I don't actually think you should suffer reputational damage since you're just trying to get to the real numbers, rather than throwing a wet blanket on the conversation. So from Rae I'll either need an official statement, or a rephrasing of their post in a way that doesn't imply my loicence to care will be taken away if I don't prove the number of surgeries exceed a certain threshold (which, I will notice, is not even specified).

This is the point where your priors should move somewhat, not where you double down on your intuition.

I don't know if I agree. Like I said, for some time I have been frustrated at the "posting bullshit on the front page - posting a retraction on page 19" dynamic, and I'm not in the mood to keep letting it happen. I did move my priors somewhat, back when people were posting WPATH guidelines to tell me surgeries on minors don't happen at all. My reward for that is people telling me to stop caring, because even though surgeries on minors absolutely are happening, it's not a lot. If I am to give this argument any credence, it needs to come with pre-declared costs to the people putting it forward, if the statistics they're using turn out to be wrong. Either that or I feel entitled to reject the argument in it's entirety.

And please don’t call me dishonest lightly.

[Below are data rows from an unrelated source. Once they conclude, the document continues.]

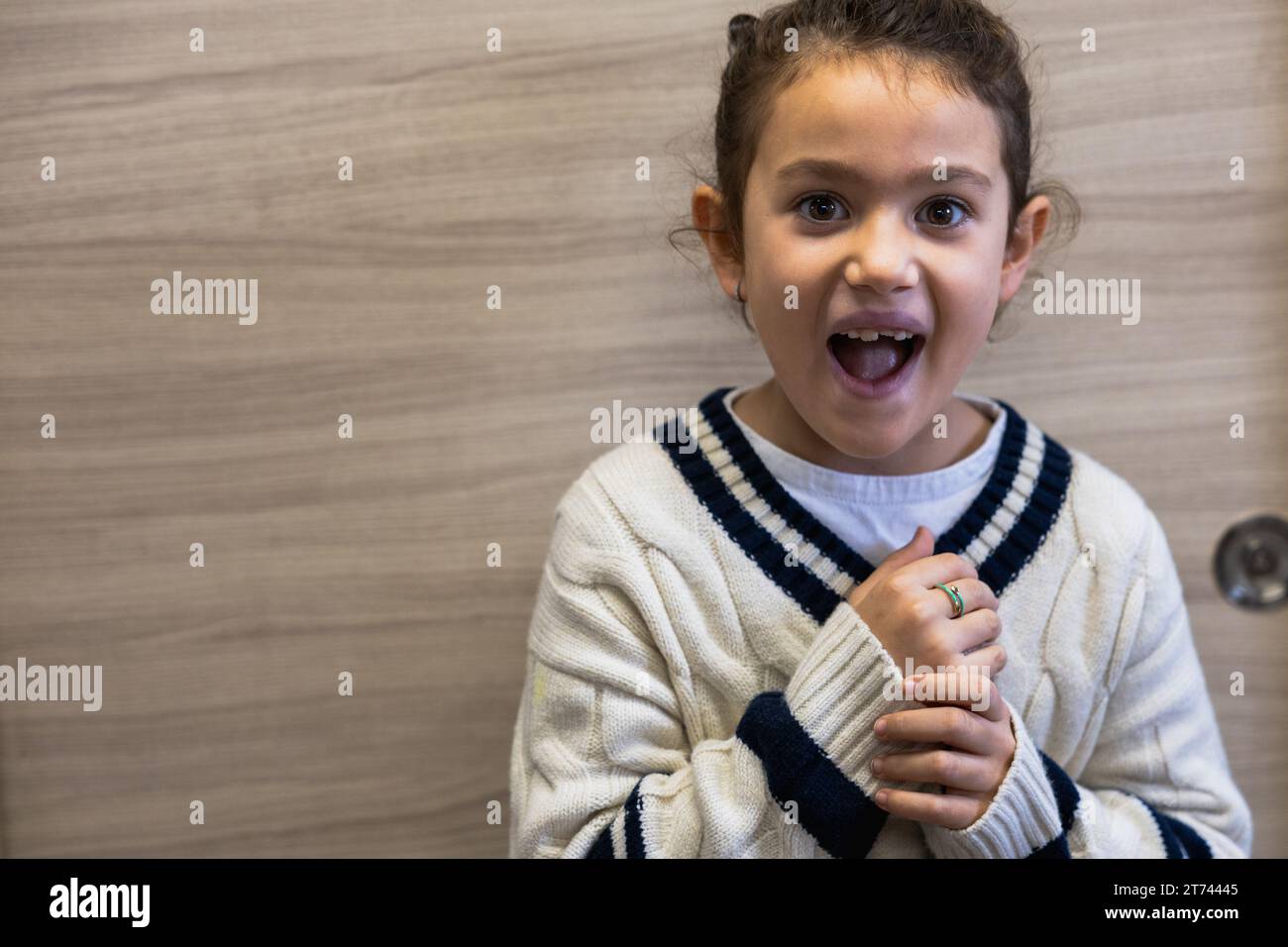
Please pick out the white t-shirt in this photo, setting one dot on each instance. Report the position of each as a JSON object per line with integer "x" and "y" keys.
{"x": 879, "y": 514}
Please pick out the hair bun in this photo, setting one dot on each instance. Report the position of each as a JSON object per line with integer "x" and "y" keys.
{"x": 742, "y": 27}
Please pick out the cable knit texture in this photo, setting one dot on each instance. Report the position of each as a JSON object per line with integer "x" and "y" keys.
{"x": 698, "y": 685}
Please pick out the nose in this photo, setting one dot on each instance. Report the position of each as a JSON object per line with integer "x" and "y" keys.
{"x": 881, "y": 254}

Whether you went looking for them or not, you haven’t found them. I am not trying to deceive anyone.

The implication seems to have been (and apparently still is) that since I was unable to provide any contradicting numbers, I should move my priors as you said. That would be a good argument, but I think there's a massive difference between "unable" and "haven't even attempted", and it's not right to conflate the two in this type of argument.

Then why haven’t they lied on the 42k diagnoses ?

A diagnosis says nothing about the interventions that will take place, you can always say keep repeating the old "reversible interventions only" line that used be popular. We also don't know whether these are undercounted or not.

The study said “3678 (7.7%) were aged 12 to 18 years“ (gender-affirming surgeries over 4 years). That’s in the same ballpark as “282 mastectomies per year on minors”, no matter how they choose to massage the disaggregated data.

I haven't posted this study as an example of contradicting numbers, I've posted this study as an example of how they can hide inconvenient data without an "extremely well-coordinated conspiracy" (alternatively, as proof that one exists), so I'm rather miffed this is precisely the point you chose to not answer.

If you want to know why I'm so skeptical of the numbers, one of the reasons is that Kaiser Permanente was doing 40-50 mastectomies on minors per year by 2020 (it being the year of COVID the numbers actually went down somewhat). Now sure, it's a big clinic, it's a progressive state, so probably they'll be doing more of them than the national average, but there's a couple hundred pediatric gender clinics in the US. Maybe they don't all have surgeons, or there are none around to refer to, but it just doesn't pass the sniff test at first glance. Then, even if the mastectomies are in the right ballpark, is opening a new clinic worth it for an average of 5-ish or so blocker prescriptions? I only know of one American whistleblower from a clinic so far, but she reported it being overwhelmed.

Maybe my various inferences about the numbers are wrong, and maybe Rae's numbers do pan out, but given how the goalposts have shifted in the broader debate, I feel entitled to strong skepticism unless overwhelming evidence is provided.